LETTRE DE JOHANNESBURG
Ils ont eu raison d’y croire. Quatre hommes, logés, avant leur expulsion le 13 août, dans des abris de fortune dans un parc public de Johannesburg, viennent une semaine plus tard de se voir réintégrés dans leur droit : non seulement d’habiter le parc mais également de reprendre possession de leurs effets dispersés ce jour-là.
L’arrêt de la Haute Cour du Gauteng (province où se trouve Johannesburg, la plus riche et la plus peuplée d’Afrique du Sud) ordonne que leur soit restitué tout ce dont ils ont été privés lors de l’intervention menée conjointement par la police, une société de sécurité, l’administration des parcs de la ville, et une organisation de défense du parc, qui comptent bien en voir partir ses occupants.
Ce 13 août, les abris de ces derniers avaient été démantelés, et tout ce qu’ils contenaient avait été confisqué ou détruit. Les juges de la Haute Cour ont estimé que les plaignants avaient en conséquence été victimes d’une action non seulement « illégale », mais également « inconstitutionnelle », se référant à l’article 26.3 de la Constitution sud-africaine, qui établit que nul « ne saurait être expulsé de son domicile, ou voir son logement détruit, sans un ordre d’un tribunal pris après avoir pris en considération toutes les circonstances liées à cette action ».
Ce qui est reconnu par ce jugement, c’est que les pauvres hères qui avaient trouvé refuge à Albert’s Farm – le nom de ce parc de Johannesburg qui est le deuxième plus étendu de la ville, avec 74 hectares selon l’association des résidents ; celle-ci s’oppose de toutes ses forces à l’installation d’habitants dans son enceinte – ont beau être les plus pauvres des plus pauvres, ils n’en ont pas moins des domiciles, et des droits.

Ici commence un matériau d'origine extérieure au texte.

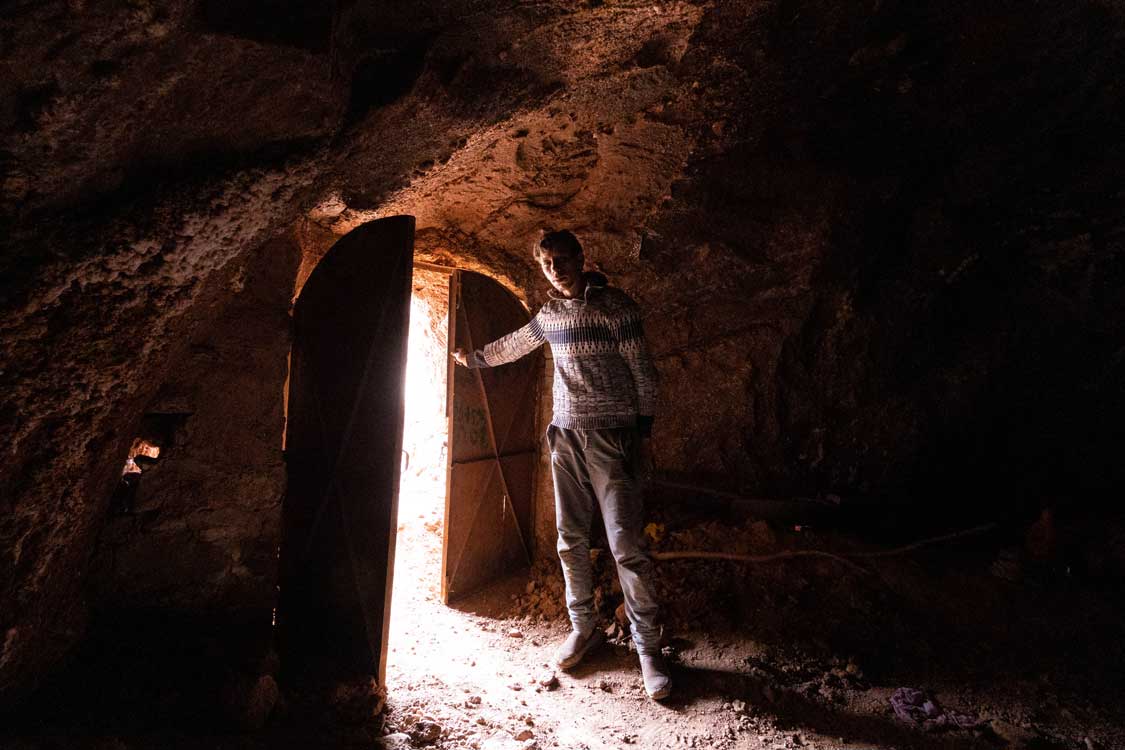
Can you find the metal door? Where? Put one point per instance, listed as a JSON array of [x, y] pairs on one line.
[[493, 442], [343, 437]]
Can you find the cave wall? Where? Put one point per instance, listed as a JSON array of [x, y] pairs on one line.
[[201, 535], [879, 246]]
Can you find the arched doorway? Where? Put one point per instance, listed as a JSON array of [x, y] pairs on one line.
[[493, 443], [343, 437], [343, 446]]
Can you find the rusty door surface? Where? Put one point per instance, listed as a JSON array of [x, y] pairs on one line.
[[343, 439], [493, 442]]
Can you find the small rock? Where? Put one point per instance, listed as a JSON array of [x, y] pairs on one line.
[[396, 741], [425, 732]]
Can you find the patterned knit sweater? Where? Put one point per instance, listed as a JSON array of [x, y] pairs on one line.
[[603, 372]]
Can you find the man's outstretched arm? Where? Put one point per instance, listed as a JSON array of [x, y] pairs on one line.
[[505, 349]]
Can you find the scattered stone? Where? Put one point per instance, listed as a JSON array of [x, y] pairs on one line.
[[425, 732], [396, 741]]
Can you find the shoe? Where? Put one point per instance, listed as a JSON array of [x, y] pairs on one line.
[[576, 645], [657, 679]]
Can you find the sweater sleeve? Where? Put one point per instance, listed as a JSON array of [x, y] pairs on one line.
[[630, 334], [510, 348]]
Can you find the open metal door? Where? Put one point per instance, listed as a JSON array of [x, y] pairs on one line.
[[493, 443], [343, 440]]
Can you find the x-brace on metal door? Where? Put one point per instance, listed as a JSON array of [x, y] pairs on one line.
[[493, 442]]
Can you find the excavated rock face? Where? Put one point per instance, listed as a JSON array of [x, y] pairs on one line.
[[880, 249]]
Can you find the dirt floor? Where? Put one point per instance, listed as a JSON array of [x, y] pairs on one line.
[[1010, 652], [795, 653]]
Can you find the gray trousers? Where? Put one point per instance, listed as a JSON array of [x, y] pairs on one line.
[[600, 466]]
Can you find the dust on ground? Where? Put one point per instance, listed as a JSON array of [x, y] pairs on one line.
[[797, 653]]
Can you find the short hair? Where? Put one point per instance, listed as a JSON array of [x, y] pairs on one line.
[[560, 240]]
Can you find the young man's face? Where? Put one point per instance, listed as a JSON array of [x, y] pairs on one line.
[[564, 270]]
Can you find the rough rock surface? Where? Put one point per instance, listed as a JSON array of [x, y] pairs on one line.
[[881, 249]]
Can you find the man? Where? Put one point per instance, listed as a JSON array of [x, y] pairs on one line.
[[604, 400]]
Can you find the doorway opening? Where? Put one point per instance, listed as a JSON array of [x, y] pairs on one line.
[[467, 473], [416, 590]]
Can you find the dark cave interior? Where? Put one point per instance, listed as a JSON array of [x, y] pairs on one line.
[[880, 252]]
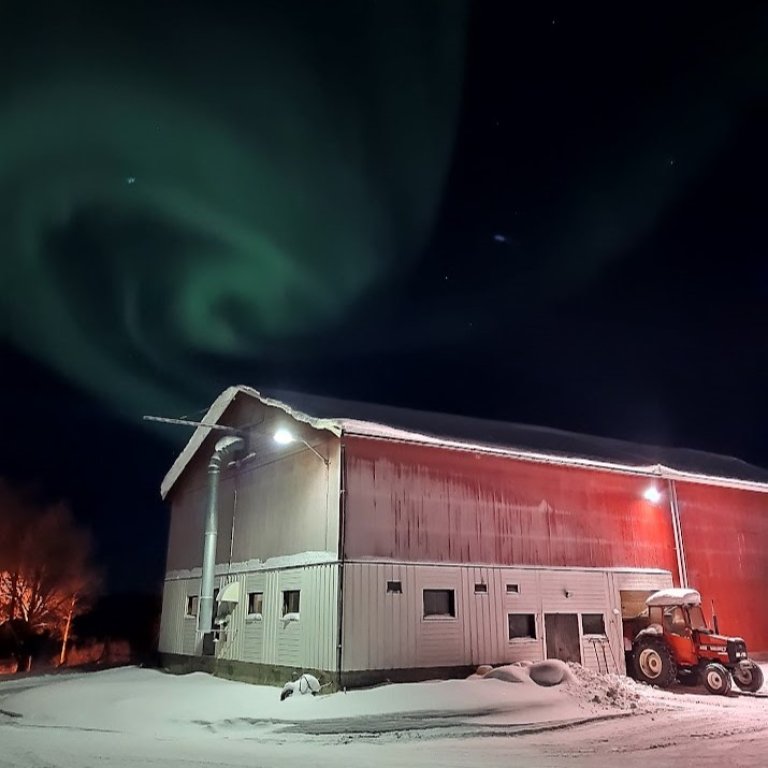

C’est l’un des paradoxes toujours décoiffants de l’Afrique du Sud : le pays, réputé pour ses inégalités record, a aussi une Constitution qui, à l’inverse, compte parmi les plus « progressistes » de la planète, conçue comme une matrice pour fonder une société plus juste, et égalitaire.
« Tentes de fortune »
Comment cela fonctionne-t-il dans le monde réel ? L’exemple d’Albert’s Farm est une bonne illustration. Le droit constitutionnel des quatre plaignants a prévalu : celui de considérer qu’un domicile ne prend pas seulement son sens en fonction de ses matériaux de construction, ni de l’histoire de son établissement. Les acteurs de l’expulsion du 13 août se voient sommés de remettre à la disposition de Matthew Tomodi, dit « le Shérif », Solomon Tjia, Sbusiso « Sbu » Mthembu et Maduna Lerato ce qui leur a été pris, à savoir : des « tentes de fortune, des matériaux de construction, du bois, des vêtements, des chaussures, de la nourriture, des téléphones mobiles et des déchets recyclables ».